I may not go "Oink! Oink!" Or roll around in the mud. And if you eat me, I probably won't taste anything like bacon. But boy, do I sweat like the proverbial porker. (And yes, I do know that pigs don't actually "sweat.")
I've always been prone to perspire. In New York City, although I lived less than a block from the Union Square subway that I took to work, which was a few air-conditioned underground walkways from the Midtown subway station where I got off, I somehow always managed to arrive at my office feeling drenched.
Maybe it was all in my mind. After all, nobody ever gave me any strange looks like, "Look at that sweaty pig over there." But it's not so much how you look -- or how they look at you -- as how you feel. And I felt... wet.
In Buenos Aires, though, those beads of sweat rolling down my face, my arms, my back were unmistakable. And unlike in NYC, neither the subte (the BA subway) nor the colectivos (the city buses) were air-conditioned, and most of the taxi drivers didn't want to turn on the AC, even in the height of summer. I started carrying around a backpack with nothing inside but a towel, in case of a sweat emergency. Ironically, BA is where I made my shift from liking summer more than winter, due to the humidity there, which can make cold BA weather even more unbearable than the summer sun.
I'm not sure how I always end up in the hottest, most humid cities imaginable (except Melbourne, which always seems to be unseasonably cool, which is one of the things I love and hate about it), but here we go again in Bangkok. And unlike in New York and Buenos Aires, it's like this year-round.
My friend Dave in New York and I were having a Skype video chat this past weekend, and he was talking about coming to visit me in Bangkok. When he asked when it cools down around here, I had to level with him: "Never." For the most part, I'm okay with that, since I write at home and don't have to go to an office every day, I have two AC units in my apartment, and I always take taxis when I go out at night.
But there have been a few close calls. The first time I went to meet my editor at the Bangkok Post, the taxi got lost and dropped me off too far from the newspaper's offices in the Bangkok Post Building. As I wandered about in the heat, getting stickier by the minute, I was more concerned with getting there dry than on time. In the end, I wasn't late, but thank God, my editor was, because it gave my body a few minutes to cool down and dry off.
Another time, I was meeting a guy for a dinner date a few blocks away from my apartment, too close to just hop into a taxi. By the time we met up, I was soaked -- even my face was covered in sweat. Luckily, I had the time of day on my side. Since it was nighttime, he probably didn't notice. And since I'm no longer in Buenos Aires, where every meeting means a kiss on both cheeks, he wouldn't have to taste the salt in my sweat. That's the kind of thing you want to save for the end of the date.

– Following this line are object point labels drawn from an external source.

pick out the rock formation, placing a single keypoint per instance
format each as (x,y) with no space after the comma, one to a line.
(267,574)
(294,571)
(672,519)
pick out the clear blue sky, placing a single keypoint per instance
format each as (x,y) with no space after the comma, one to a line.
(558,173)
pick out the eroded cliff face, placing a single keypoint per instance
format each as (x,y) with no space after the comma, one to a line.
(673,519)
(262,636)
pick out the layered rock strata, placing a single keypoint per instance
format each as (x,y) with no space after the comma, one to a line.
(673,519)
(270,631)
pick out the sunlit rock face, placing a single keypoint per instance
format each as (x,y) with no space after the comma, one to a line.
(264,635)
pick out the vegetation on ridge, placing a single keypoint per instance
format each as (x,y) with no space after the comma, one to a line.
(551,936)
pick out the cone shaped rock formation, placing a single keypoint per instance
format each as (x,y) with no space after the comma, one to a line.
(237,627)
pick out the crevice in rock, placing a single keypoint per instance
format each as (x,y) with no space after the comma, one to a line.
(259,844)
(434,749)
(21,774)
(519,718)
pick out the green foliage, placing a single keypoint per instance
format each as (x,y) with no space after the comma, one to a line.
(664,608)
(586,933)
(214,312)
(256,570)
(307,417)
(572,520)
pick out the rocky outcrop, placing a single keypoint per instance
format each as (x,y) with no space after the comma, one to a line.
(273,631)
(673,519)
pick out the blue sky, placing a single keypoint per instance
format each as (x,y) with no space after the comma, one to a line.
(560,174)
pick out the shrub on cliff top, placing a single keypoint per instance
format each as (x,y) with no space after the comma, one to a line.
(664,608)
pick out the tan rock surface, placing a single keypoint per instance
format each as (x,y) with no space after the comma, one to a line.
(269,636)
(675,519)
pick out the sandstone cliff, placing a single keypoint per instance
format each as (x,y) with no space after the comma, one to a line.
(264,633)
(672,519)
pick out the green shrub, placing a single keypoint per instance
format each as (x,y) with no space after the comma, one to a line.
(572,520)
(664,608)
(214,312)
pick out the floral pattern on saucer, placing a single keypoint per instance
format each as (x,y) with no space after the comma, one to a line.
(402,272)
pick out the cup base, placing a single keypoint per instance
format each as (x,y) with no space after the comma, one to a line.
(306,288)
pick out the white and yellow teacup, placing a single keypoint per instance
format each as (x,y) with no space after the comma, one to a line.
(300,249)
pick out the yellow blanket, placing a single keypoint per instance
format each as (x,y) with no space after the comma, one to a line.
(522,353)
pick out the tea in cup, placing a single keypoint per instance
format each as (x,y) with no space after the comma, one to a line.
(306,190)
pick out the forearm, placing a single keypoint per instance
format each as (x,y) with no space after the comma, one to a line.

I recently met an Australian guy on holiday in Bangkok, and he had it even worse than I do. After walking one block outside of an air-conditioned restaurant, he would look like he'd just stepped out of the shower. He was envious at how dry I was. "I guess that's what happens once you become accustomed to the humidity," he once said.
"Yeah, right," I replied, hoping he wouldn't notice the sweat beads starting to form around my temples. But I was sure they were the first thing everybody else noticed about me, especially the Thai locals, whose skin always seems to be so free of blemishes and sweat. My favorite food vendor near my apartment, who knows that I regularly go running around Lumphini Park, sometimes asks me if I've been running when I've only walked a few hundred meters from home. I'm still not sure how they all maintain such dry, glowing skin in this humidity, but I'm hoping it rubs off on me eventually.
The other day, when I walked the roughly two kilometers from home to my favorite spa in Bangkok, I thought that maybe I finally had. It was the first time I'd felt anything resembling a cool breeze in the air after nearly a year in Bangkok, and I was sure that my face was completely dry when I arrived at Burberri to have my massage. But when I took off my t-shirt, and it felt like it had just gone through a spin cycle, I knew I'd been fooling myself.
"Is it hot outside?" my regular massage therapist there asked, with a friendly laugh. The last time she'd commented on how damp I always was upon my arrival, and I explained that I always walked from my apartment in Sathorn. She nodded and seemed to be surprised by my stamina. After all, it was a long way from there to where we were on Silom Road.
I'm not sure how I replied the other day, but whatever I said, I'm pretty sure it sounded like "Oink!"